Book Review: Tell Me Who You Are by Louisa Luna
By Doreen Sheridan
June 28, 2024Dr. Caroline Strange has something of a chip on her shoulder. She’s worked hard to transform herself from an awkward blue collar Midwestern teenager to a soignee East Coast psychotherapist with an artist husband and two young sons. She works out of the basement of their Brooklyn home, listening to her patients and helping them work through their issues while keeping an acerbic running commentary, mostly of exasperation, in her head. She prides herself on her professionalism and discretion, however, often assuring her patients of the confidentiality of their sessions:
Imagine weighing yourself on a bathroom scale, and all the little black lines represent all the things you can tell me–the dial can bounce up and down as many times as you want, and your secrets will be safe with me.
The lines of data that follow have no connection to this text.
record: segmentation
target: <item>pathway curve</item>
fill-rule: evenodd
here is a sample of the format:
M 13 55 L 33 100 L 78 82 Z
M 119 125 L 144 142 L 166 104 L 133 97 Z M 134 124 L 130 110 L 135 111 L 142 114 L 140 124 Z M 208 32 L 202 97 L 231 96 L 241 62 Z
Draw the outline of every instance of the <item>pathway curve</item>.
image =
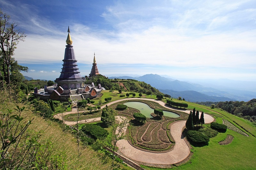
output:
M 118 100 L 111 102 L 107 104 L 103 105 L 101 108 L 103 108 L 107 104 L 110 105 L 117 102 L 119 102 L 124 100 L 129 100 L 134 99 L 150 101 L 159 104 L 161 106 L 168 109 L 173 110 L 181 111 L 189 114 L 189 110 L 183 110 L 178 109 L 173 109 L 166 105 L 162 101 L 150 99 L 140 98 L 128 98 Z M 65 114 L 71 113 L 75 113 L 76 111 L 72 110 L 72 112 L 66 112 Z M 201 115 L 199 113 L 199 117 Z M 62 119 L 61 113 L 54 116 L 54 117 Z M 210 115 L 204 114 L 204 122 L 205 123 L 210 123 L 214 120 L 214 118 Z M 97 119 L 100 118 L 91 119 L 92 121 L 98 120 Z M 79 123 L 82 122 L 83 121 L 79 121 Z M 89 119 L 86 122 L 92 121 Z M 65 121 L 64 123 L 67 124 L 72 125 L 76 124 L 76 122 L 68 122 Z M 182 135 L 182 130 L 185 126 L 186 121 L 179 121 L 172 124 L 170 127 L 171 133 L 175 141 L 175 145 L 173 149 L 169 152 L 164 153 L 153 153 L 139 149 L 131 145 L 127 140 L 122 139 L 118 141 L 116 143 L 117 146 L 122 153 L 128 159 L 136 160 L 137 161 L 156 164 L 171 165 L 175 164 L 182 161 L 186 159 L 190 153 L 190 148 L 183 138 Z

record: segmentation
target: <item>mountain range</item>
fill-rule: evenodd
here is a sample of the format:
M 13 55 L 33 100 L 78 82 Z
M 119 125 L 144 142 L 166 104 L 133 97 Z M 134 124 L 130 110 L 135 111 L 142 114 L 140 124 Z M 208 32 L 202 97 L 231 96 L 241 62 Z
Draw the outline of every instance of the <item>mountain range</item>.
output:
M 139 77 L 124 74 L 121 76 L 118 76 L 118 74 L 116 75 L 108 76 L 108 78 L 133 79 L 144 81 L 172 97 L 176 98 L 181 96 L 186 100 L 192 102 L 246 101 L 256 98 L 256 89 L 254 86 L 256 82 L 228 79 L 209 80 L 204 81 L 197 80 L 193 82 L 192 80 L 180 81 L 167 75 L 161 76 L 153 74 Z

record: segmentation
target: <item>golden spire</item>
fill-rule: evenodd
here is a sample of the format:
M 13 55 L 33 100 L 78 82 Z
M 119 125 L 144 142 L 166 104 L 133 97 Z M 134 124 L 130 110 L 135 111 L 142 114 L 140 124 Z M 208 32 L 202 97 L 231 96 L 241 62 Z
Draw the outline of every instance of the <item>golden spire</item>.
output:
M 95 59 L 95 53 L 94 53 L 94 58 L 93 59 L 93 63 L 96 62 L 96 60 Z
M 68 26 L 68 37 L 67 37 L 67 40 L 66 40 L 66 43 L 68 45 L 72 45 L 73 41 L 72 41 L 72 40 L 71 39 L 71 37 L 69 34 L 69 32 L 70 32 L 70 31 L 69 31 L 69 26 Z

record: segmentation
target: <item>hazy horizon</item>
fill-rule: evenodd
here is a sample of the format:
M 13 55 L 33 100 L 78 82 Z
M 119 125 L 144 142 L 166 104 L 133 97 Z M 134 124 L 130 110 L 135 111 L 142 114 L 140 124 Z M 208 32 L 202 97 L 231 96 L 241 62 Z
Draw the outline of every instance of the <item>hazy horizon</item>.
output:
M 82 76 L 100 73 L 256 81 L 256 4 L 246 1 L 0 0 L 27 35 L 24 75 L 60 75 L 69 26 Z

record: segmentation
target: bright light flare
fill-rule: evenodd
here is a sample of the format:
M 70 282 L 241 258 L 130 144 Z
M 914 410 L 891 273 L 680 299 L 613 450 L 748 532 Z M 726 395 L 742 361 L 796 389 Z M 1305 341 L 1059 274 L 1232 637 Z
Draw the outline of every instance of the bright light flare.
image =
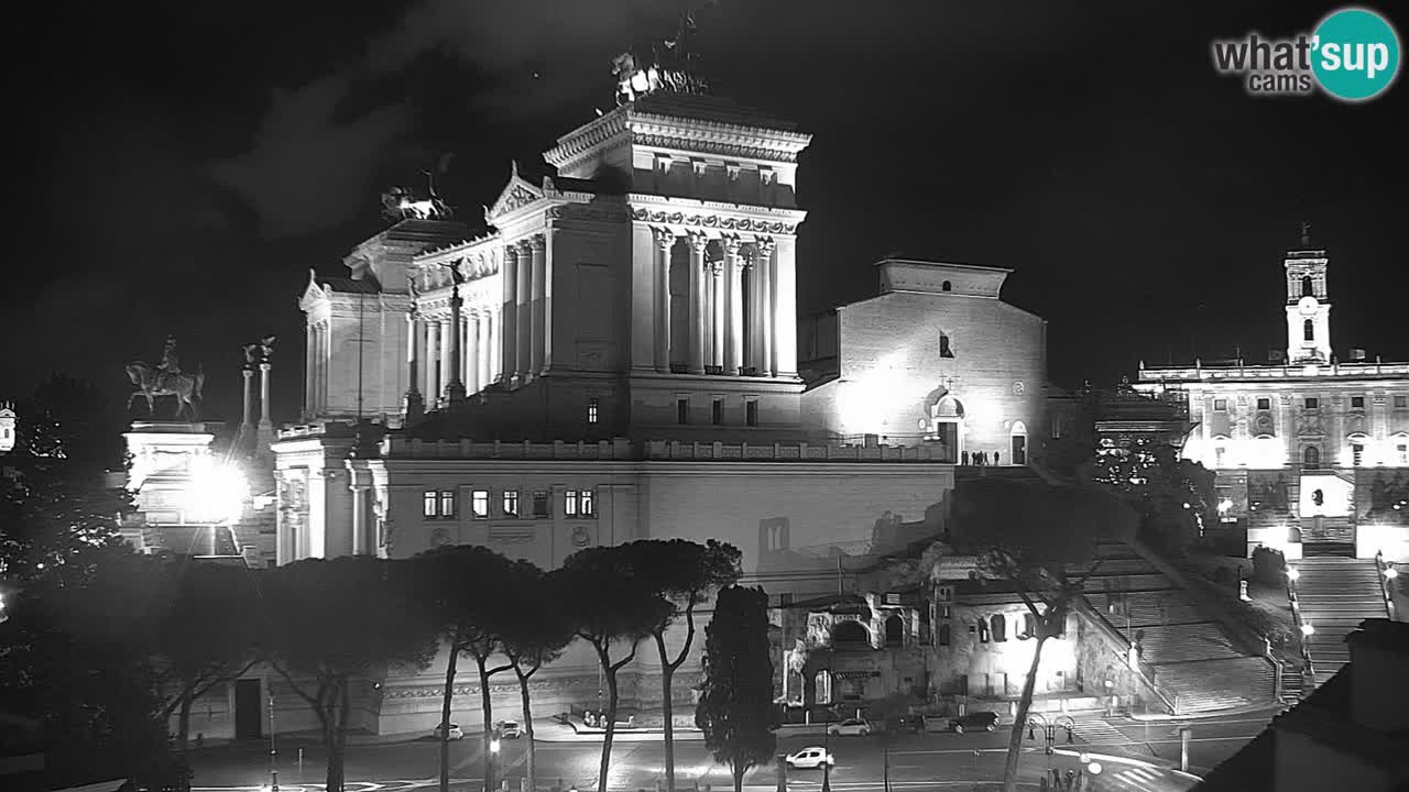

There’s only one red line we have to worry about, only one little tick mark where the dial has to land in order for me to break my promise, and that would be if you told me you were going to murder someone.
My anorexics love this metaphor.
So when a young man going by the name of Nelson Schack shows up for an appointment one day and tells her that he is indeed going to kill someone, she goes on alert but doesn’t necessarily take him seriously. Lots of people fantasize about killing others but never actually act on the impulse, and Dr. Caroline (as she insists her patients call her) wants to better evaluate his situation before she calls the cops. If Dr. Caroline is being honest, she’s less concerned that he’s about to kill someone than by his other statement to her before he runs away from her office. Unsettlingly, he claims to know who she really is, a reference that could just mean he’s googled her grisly past or could, like his declaration of murderous intent, have far more sinister implications.
It takes a visit from NYPD Police Detective Makeda Marks and her junior partner Miguel Jimenez to convince Dr. Caroline that Nelson wasn’t just blowing off steam. Journalist Ellen Garcia has gone missing and has presumably been kidnapped. Several months ago, Ellen wrote an article accusing Dr. Caroline of some pretty unsavory practices. When the cops ask her about this, Dr. Caroline tries to pretend that the article didn’t bother her, bringing up Nelson’s threat instead. Unfortunately for Dr. Caroline, Makeda is fairly skeptical of her claims, seeing no reason for any of this to stop the detective from continuing to treat her as a person of interest.
Annoyed at what she sees as police incompetence and convinced that Nelson must have had something to do with Ellen’s disappearance, Dr. Caroline decides to investigate for herself. The intake information Nelson gave her proves fake, solidifying her conviction in his involvement even as it makes it harder for her to track him down. But Nelson himself finds it difficult to stay away from Dr. Caroline, even though his only hints as to why lie in a past she thought she’d long left behind. Will she have to face up to her buried secrets once more in order to figure out who Nelson really is and stop him before he can take an innocent life?
I was highly impressed with Louisa Luna’s decision to set much of this novel shortly after the pandemic lockdowns were lifted: it’s a complicated time to write about, and she does so with aplomb. But perhaps most impressive was the way therapy is shown to have great value, even if therapists themselves aren’t always perfect people:
I know she is referencing my past and at the same time slighting my profession, and actually both are fine with me. Everyone, even in New York City, has an opinion about shrinks and mental health treatment in general. There’s still a stigma that it’s for neurotic Woody Allen types of straitjacket-wriggling madmen only, and that the rest of us should just be able to white-knuckle it through life without ever speaking freely to another human being.
And as for my past, well, everyone can use a computer, can’t she? Police detectives and psycho kidnappers alike, and Makeda is clearly not alone in researching little old me.
It’s intriguing to see how Dr. Caroline and Makeda are pitted against one another despite working towards the same goal, and how their approaches to their professions could very much be the reason for this. As Makeda seeks to take a holistic approach to the problem, Dr. Caroline takes a far narrower focus, even as the question of whom the reader can really trust takes center stage.
Tell Me Who You Are is a wild ride of a psychological thriller that shifts between multiple narrators and timelines as it gradually unfolds Dr. Caroline’s strange history. I’m not gonna lie: the thing with the garbage disposal freaked me out. Part of me wonders if the coda lessens the impact of the story by, perhaps ironically, furthering the reader’s understanding of Dr. Caroline’s motivations. Gray areas are, I suppose, always more muted in impact than the stark contrast of black and white, though can be just as rewarding in the hands of a writer as talented as Louisa Luna.